SRF-Bundeshausredaktorin Nathalie Christen: «Meine grösste Angst? Ein Blackout»
SRF-Bundeshausredaktorin Nathalie Christen führt durch den Wahlsonntag. Im Gespräch mit blue News wagt sie eine Prognose und verrät, warum sie ihr Improvisationstalent dem Tanzen verdankt.
18.10.2023
SRF-Bundeshausredaktorin Nathalie Christen führt durch den Wahlsonntag. Im Gespräch mit blue News wagt sie eine Prognose und verrät, warum sie ihr Improvisationstalent dem Tanzen verdankt.

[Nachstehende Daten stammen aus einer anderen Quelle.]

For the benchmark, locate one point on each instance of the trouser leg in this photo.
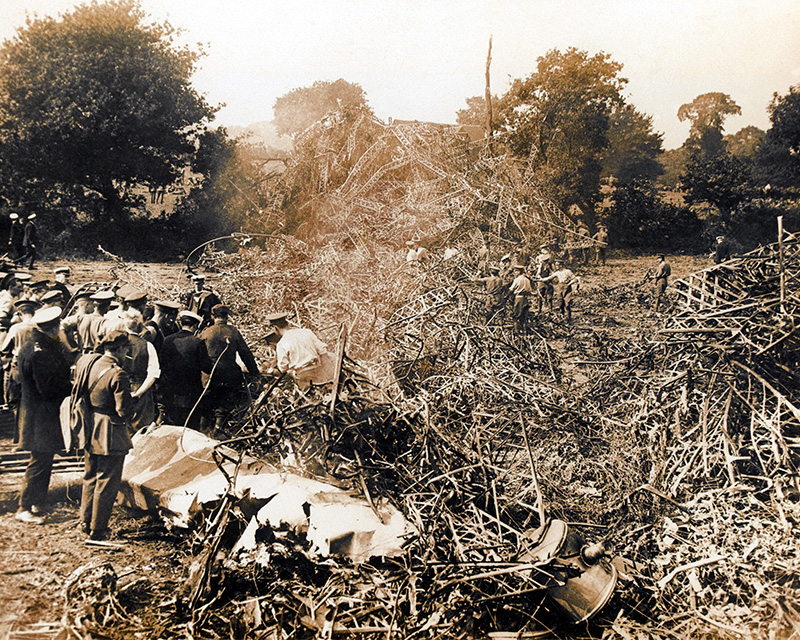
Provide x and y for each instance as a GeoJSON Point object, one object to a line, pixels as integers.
{"type": "Point", "coordinates": [105, 483]}
{"type": "Point", "coordinates": [37, 480]}
{"type": "Point", "coordinates": [88, 489]}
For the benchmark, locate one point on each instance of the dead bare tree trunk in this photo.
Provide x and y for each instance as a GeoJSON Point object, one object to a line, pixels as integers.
{"type": "Point", "coordinates": [489, 124]}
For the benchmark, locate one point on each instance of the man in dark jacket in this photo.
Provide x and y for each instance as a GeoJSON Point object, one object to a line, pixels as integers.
{"type": "Point", "coordinates": [30, 242]}
{"type": "Point", "coordinates": [202, 300]}
{"type": "Point", "coordinates": [162, 323]}
{"type": "Point", "coordinates": [184, 359]}
{"type": "Point", "coordinates": [226, 386]}
{"type": "Point", "coordinates": [44, 382]}
{"type": "Point", "coordinates": [105, 447]}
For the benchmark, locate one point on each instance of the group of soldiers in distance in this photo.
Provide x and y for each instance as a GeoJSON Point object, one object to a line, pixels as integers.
{"type": "Point", "coordinates": [131, 364]}
{"type": "Point", "coordinates": [519, 281]}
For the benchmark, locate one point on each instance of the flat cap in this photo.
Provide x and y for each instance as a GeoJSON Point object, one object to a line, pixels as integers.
{"type": "Point", "coordinates": [277, 316]}
{"type": "Point", "coordinates": [114, 338]}
{"type": "Point", "coordinates": [103, 296]}
{"type": "Point", "coordinates": [46, 317]}
{"type": "Point", "coordinates": [135, 296]}
{"type": "Point", "coordinates": [50, 296]}
{"type": "Point", "coordinates": [220, 311]}
{"type": "Point", "coordinates": [27, 303]}
{"type": "Point", "coordinates": [168, 305]}
{"type": "Point", "coordinates": [190, 315]}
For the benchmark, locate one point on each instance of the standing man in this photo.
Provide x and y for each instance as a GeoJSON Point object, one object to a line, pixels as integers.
{"type": "Point", "coordinates": [663, 272]}
{"type": "Point", "coordinates": [301, 354]}
{"type": "Point", "coordinates": [19, 334]}
{"type": "Point", "coordinates": [108, 388]}
{"type": "Point", "coordinates": [495, 292]}
{"type": "Point", "coordinates": [143, 369]}
{"type": "Point", "coordinates": [91, 327]}
{"type": "Point", "coordinates": [44, 381]}
{"type": "Point", "coordinates": [162, 323]}
{"type": "Point", "coordinates": [61, 275]}
{"type": "Point", "coordinates": [15, 237]}
{"type": "Point", "coordinates": [722, 251]}
{"type": "Point", "coordinates": [30, 241]}
{"type": "Point", "coordinates": [521, 288]}
{"type": "Point", "coordinates": [565, 283]}
{"type": "Point", "coordinates": [202, 300]}
{"type": "Point", "coordinates": [226, 387]}
{"type": "Point", "coordinates": [184, 358]}
{"type": "Point", "coordinates": [544, 290]}
{"type": "Point", "coordinates": [601, 239]}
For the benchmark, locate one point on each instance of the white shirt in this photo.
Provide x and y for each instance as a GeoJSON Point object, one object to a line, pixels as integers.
{"type": "Point", "coordinates": [298, 348]}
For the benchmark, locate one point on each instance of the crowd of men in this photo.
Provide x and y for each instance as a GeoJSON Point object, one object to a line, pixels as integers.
{"type": "Point", "coordinates": [515, 286]}
{"type": "Point", "coordinates": [128, 363]}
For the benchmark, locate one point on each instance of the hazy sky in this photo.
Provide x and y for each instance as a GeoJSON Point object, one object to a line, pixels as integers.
{"type": "Point", "coordinates": [419, 59]}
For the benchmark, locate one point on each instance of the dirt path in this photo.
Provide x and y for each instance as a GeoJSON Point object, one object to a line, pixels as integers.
{"type": "Point", "coordinates": [36, 561]}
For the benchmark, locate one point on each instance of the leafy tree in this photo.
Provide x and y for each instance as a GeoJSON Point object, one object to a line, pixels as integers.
{"type": "Point", "coordinates": [674, 163]}
{"type": "Point", "coordinates": [707, 113]}
{"type": "Point", "coordinates": [722, 180]}
{"type": "Point", "coordinates": [634, 148]}
{"type": "Point", "coordinates": [745, 143]}
{"type": "Point", "coordinates": [779, 158]}
{"type": "Point", "coordinates": [300, 108]}
{"type": "Point", "coordinates": [97, 100]}
{"type": "Point", "coordinates": [640, 219]}
{"type": "Point", "coordinates": [233, 192]}
{"type": "Point", "coordinates": [559, 117]}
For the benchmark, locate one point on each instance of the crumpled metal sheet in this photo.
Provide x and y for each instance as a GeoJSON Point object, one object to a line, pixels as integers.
{"type": "Point", "coordinates": [171, 469]}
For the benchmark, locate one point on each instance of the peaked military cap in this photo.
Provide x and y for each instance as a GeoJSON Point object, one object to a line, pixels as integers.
{"type": "Point", "coordinates": [47, 317]}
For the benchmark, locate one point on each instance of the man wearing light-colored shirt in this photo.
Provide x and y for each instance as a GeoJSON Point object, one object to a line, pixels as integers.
{"type": "Point", "coordinates": [301, 354]}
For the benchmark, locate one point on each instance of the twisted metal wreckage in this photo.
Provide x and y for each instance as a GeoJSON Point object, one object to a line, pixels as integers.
{"type": "Point", "coordinates": [421, 507]}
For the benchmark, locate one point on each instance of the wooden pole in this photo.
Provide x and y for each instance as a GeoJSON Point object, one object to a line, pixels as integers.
{"type": "Point", "coordinates": [781, 265]}
{"type": "Point", "coordinates": [488, 95]}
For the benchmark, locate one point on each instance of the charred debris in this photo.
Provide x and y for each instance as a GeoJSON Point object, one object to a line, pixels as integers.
{"type": "Point", "coordinates": [569, 482]}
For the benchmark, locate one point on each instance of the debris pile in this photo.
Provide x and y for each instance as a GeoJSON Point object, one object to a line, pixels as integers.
{"type": "Point", "coordinates": [676, 450]}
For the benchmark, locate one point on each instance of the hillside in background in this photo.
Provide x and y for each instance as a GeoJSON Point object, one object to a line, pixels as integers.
{"type": "Point", "coordinates": [261, 133]}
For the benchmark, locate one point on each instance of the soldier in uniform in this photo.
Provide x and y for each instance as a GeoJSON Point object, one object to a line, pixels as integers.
{"type": "Point", "coordinates": [15, 237]}
{"type": "Point", "coordinates": [543, 289]}
{"type": "Point", "coordinates": [662, 274]}
{"type": "Point", "coordinates": [109, 441]}
{"type": "Point", "coordinates": [301, 354]}
{"type": "Point", "coordinates": [143, 369]}
{"type": "Point", "coordinates": [202, 300]}
{"type": "Point", "coordinates": [44, 381]}
{"type": "Point", "coordinates": [91, 327]}
{"type": "Point", "coordinates": [184, 358]}
{"type": "Point", "coordinates": [565, 284]}
{"type": "Point", "coordinates": [30, 242]}
{"type": "Point", "coordinates": [225, 389]}
{"type": "Point", "coordinates": [162, 324]}
{"type": "Point", "coordinates": [18, 336]}
{"type": "Point", "coordinates": [521, 289]}
{"type": "Point", "coordinates": [61, 275]}
{"type": "Point", "coordinates": [495, 292]}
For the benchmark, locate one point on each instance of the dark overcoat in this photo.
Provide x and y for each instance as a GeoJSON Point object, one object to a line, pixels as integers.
{"type": "Point", "coordinates": [44, 381]}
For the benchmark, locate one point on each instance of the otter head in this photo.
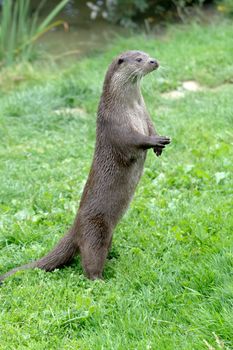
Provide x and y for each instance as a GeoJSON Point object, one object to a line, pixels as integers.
{"type": "Point", "coordinates": [128, 68]}
{"type": "Point", "coordinates": [135, 64]}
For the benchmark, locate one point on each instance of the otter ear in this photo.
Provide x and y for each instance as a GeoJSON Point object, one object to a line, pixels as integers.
{"type": "Point", "coordinates": [120, 60]}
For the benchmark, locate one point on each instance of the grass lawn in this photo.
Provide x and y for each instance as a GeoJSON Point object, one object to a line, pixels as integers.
{"type": "Point", "coordinates": [168, 280]}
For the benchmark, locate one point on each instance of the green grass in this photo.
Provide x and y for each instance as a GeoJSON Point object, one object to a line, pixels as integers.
{"type": "Point", "coordinates": [168, 281]}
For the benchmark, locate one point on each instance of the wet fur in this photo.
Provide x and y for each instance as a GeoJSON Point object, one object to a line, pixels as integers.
{"type": "Point", "coordinates": [123, 135]}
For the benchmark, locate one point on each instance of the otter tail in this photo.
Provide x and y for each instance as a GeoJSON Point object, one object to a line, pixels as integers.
{"type": "Point", "coordinates": [60, 256]}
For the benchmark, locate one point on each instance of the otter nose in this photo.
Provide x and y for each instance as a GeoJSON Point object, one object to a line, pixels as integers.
{"type": "Point", "coordinates": [154, 62]}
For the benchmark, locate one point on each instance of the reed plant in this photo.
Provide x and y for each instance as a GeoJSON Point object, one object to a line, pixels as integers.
{"type": "Point", "coordinates": [19, 30]}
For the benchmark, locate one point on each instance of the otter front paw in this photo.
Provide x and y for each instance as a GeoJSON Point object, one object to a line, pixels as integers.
{"type": "Point", "coordinates": [158, 149]}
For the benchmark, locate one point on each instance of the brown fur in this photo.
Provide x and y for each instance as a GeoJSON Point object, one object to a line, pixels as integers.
{"type": "Point", "coordinates": [123, 135]}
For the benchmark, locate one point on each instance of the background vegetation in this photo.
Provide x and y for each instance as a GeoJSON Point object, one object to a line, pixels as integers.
{"type": "Point", "coordinates": [168, 279]}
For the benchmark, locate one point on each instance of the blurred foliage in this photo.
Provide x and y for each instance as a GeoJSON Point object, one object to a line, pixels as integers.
{"type": "Point", "coordinates": [19, 30]}
{"type": "Point", "coordinates": [128, 12]}
{"type": "Point", "coordinates": [226, 6]}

Keine Zeit? blue News fasst für dich zusammen
- Am Sonntag führt SRF-Bundeshausredaktorin Nathalie Christen durch die zwölfstündige Live-Berichterstattung.
- Unterstützt wird sie dabei im Wahlstudio Zürich Leutschenbach von Urs Leuthard und Curdin Vincenz. Politologe Lukas Golder vom Forschungsinstitut GFS Bern ordnet aktuelle Entwicklungen und Ergebnisse ein.
- Nathalie Christen erzählt blueNews, warum ihr Tanzen hilft, beim Wahlsonntag zu improvisieren.
Frau Christen, die Live-Wahlberichterstattung am Sonntag dauert zwölf Stunden. Ist diese Mammut-Sendung mit einem Marathon vergleichbar?
Da ich noch nie einen Marathon gemacht habe, weiss ich nicht, ob die Sendung mit einem solchen vergleichbar ist. Aber ich stelle mir jetzt einen Marathon noch strenger vor. Beides braucht Vorbereitung.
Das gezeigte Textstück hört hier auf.